On November 1, 1952, the United States tested its first hydrogen bomb. Joint Task Force 132 was designated by President Harry S. Truman as responsible for OPERATION IVY. The task force included Army, Navy, and Air Force components plus numerous distinguished scientists. Task Force 132 began preparing Eniwetok for testing in March of 1952. More than nine thousand military personnel and two thousand civilians had moved into the area, living either on board ships or on surrounding islands. The sea adjacent to the atoll contained one aircraft carrier and four destroyers. The first hydrogen bomb was prepared by the Atomic Energy Commission and the Defense Department aboard a naval ship heading toward Eniwetok. More than eighty aircraft were kept on alert nearby for transport and for aerial testing by the Air Force. It was seemingly easy for the task force to decide where to carry out this mammoth test as the United States had used the Eniwetok Atoll for several years prior to the detonation of the world's first hydrogen bomb.
Eniwetok Atoll is part of the Marshall Islands in the South Pacific. Before World War I, Germany had control of the land and surrounding waters. The Japanese captured the islands in 1914, and as a result, the League of Nations mandated the area to Japan in 1920. However, during World War II, United States forces captured the entire island group. It remained an American possession for over forty years after World War II, until the Marshall Islands became independent in 1986.
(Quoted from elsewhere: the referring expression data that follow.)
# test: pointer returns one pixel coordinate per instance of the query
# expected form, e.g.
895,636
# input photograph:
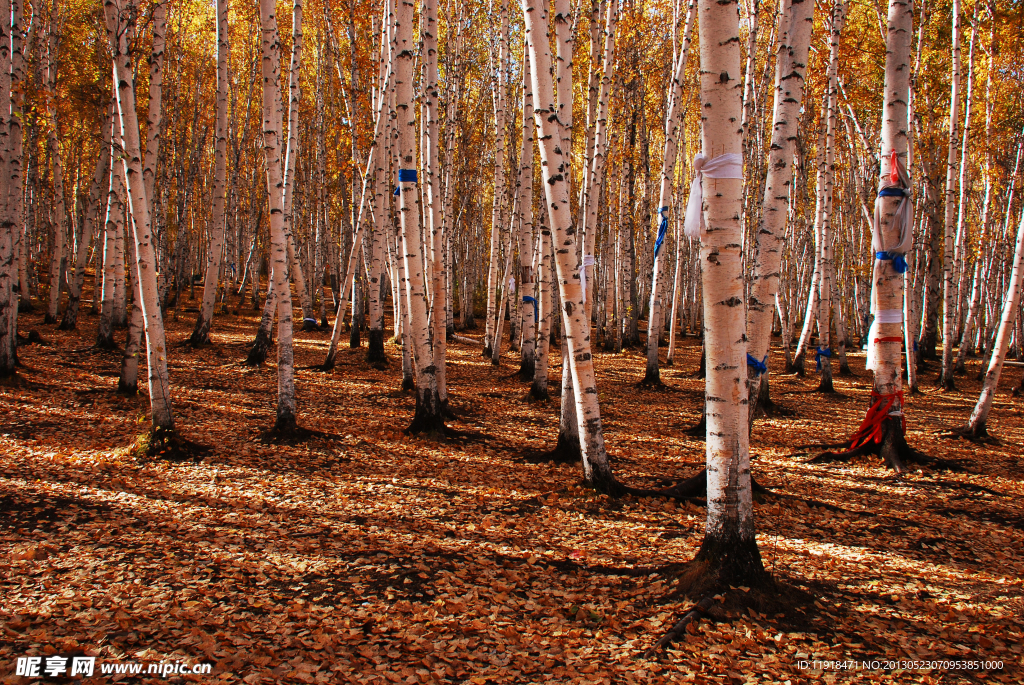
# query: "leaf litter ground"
363,555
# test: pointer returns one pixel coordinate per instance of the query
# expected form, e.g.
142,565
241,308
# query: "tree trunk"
595,461
99,175
673,131
729,548
286,422
497,215
160,391
428,416
948,259
218,219
790,70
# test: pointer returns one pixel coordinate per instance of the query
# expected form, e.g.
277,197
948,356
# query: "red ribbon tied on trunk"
870,427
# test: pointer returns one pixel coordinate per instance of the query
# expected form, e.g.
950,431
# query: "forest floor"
363,555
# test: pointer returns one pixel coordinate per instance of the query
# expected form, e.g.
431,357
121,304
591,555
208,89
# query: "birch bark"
218,218
595,461
270,45
160,392
729,547
672,134
428,411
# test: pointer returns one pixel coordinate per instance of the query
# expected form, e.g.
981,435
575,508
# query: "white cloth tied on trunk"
897,177
587,261
903,220
729,165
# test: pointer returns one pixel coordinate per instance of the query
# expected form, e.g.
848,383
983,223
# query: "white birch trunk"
497,213
428,412
729,546
948,259
270,45
160,391
791,68
218,218
673,131
595,461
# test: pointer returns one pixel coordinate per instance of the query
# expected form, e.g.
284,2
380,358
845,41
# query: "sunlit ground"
363,555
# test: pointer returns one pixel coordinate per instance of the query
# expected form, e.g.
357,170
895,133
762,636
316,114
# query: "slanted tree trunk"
218,219
500,191
597,472
8,303
825,284
57,256
948,260
729,551
673,131
160,391
15,287
70,319
291,159
529,310
286,421
432,171
770,237
128,380
977,426
113,228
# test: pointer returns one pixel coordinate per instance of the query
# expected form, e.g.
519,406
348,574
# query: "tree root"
566,452
259,349
893,450
695,613
692,489
168,444
978,434
698,430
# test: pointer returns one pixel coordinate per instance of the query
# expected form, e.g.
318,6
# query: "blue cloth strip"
759,367
899,263
662,229
532,300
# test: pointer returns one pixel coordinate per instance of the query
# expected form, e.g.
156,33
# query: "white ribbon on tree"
729,165
587,261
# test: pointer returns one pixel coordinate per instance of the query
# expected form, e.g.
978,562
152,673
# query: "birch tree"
729,551
428,417
160,391
218,218
791,67
597,472
270,44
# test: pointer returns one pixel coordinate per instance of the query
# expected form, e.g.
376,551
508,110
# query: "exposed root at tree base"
651,381
566,452
893,450
978,434
692,489
699,430
258,351
169,445
698,611
287,431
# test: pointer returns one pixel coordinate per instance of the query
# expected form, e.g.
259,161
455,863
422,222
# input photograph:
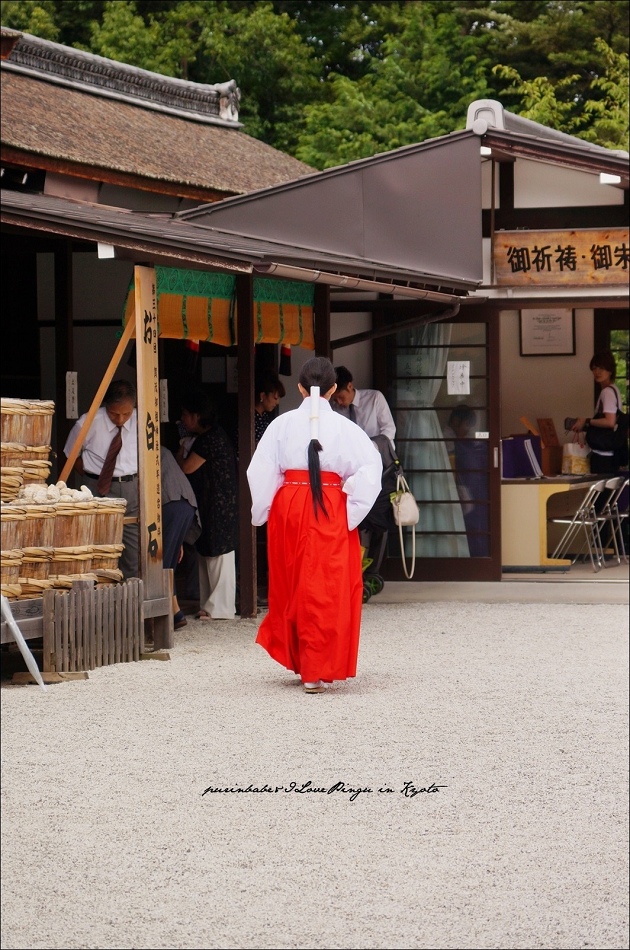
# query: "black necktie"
104,482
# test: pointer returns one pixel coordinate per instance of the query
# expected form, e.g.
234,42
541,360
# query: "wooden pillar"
246,369
321,317
156,587
64,340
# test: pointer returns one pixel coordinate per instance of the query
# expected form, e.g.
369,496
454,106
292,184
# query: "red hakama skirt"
315,582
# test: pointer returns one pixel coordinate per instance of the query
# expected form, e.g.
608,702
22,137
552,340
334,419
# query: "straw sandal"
317,687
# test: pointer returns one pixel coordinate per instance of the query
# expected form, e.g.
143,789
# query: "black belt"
116,478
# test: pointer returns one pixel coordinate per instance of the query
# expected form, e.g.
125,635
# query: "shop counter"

Eniwetok consists of forty small islets and atolls, spread out into the shape of an oval ring. The ring measures twenty miles long and ten miles wide with two entrances into the center lagoon. This site had been used for nuclear weapons testing since 1947. Testing included OPERATION SANDSTONE, three atomic bombs that were detonated during April and May of 1948. Although World War II had ended, the Cold War was heating up. Therefore, on January 31, 1950, President Truman ordered the Atomic Energy Commission to continue its work on all forms of nuclear weapons, including the so-called hydrogen or super-bomb. Hydrogen bombs are a type of nuclear weapon. The hydrogen bomb derived its name from the use of thermonuclear explosive devices using hydrogen isotopes.
OPERATION IVY consisted of two tests: Codename "Mike," on November 1, 1952, and Codename "King" on November 15. Mike was the first full-scale hydrogen explosive device to be tested. H-hour for the Mike bomb was at 7:15 on the morning of November 1 (October 31 in the continental U.S. time zone). Mike was carried out within the specific, set-apart, Pacific Proving Grounds. The task force chose one of Eniwetok's smaller islands, Elugelab, for Mike as that little outcrop of coral and sand was the greatest distance away from the large atoll island, Parry, the technical and scientific base. At least five hundred scientific stations, spread out over thirty islands, helped measure and analyze this first test of the hydrogen bomb.
Mike was detonated remotely, from the control ship Estes, thirty miles away from ground zero. The three-mile wide fire ball reached 57,000 feet in ninety seconds. One minute later it reached 108,000 feet and ultimately reached 120,000 feet. The mushroom cloud spread out 100 miles across. The yield was 10.4 Megatons (equivalent to 10.4 million tons of TNT), the first "megaton-yield" explosion to occur. The radius of the blast was ten times that of an atomic explosion and 1,000 times as powerful as an atomic blast. Mike's destructive blast, more than three megatons, contained as much force as that in the combined weight of all bombs dropped on Germany and Japan in World War II.
The island was completely vaporized. The crater that was left behind was 6,240 feet across and 164 feet deep. Atomic Energy Commission Chairman Gordon Dean summarized the results for the new President, Dwight D. Eisenhower: "the island of Elugelab is missing!"
OPERATION IVY was the first of many hydrogen bomb tests. Spurred on by the Cold War, the United States was attempting to create nuclear weapons that improved upon those used at Nagasaki and Hiroshima. Through the combined efforts of the U. S. Army, Navy, and Air Force, and expert scientists, this mission was accomplished.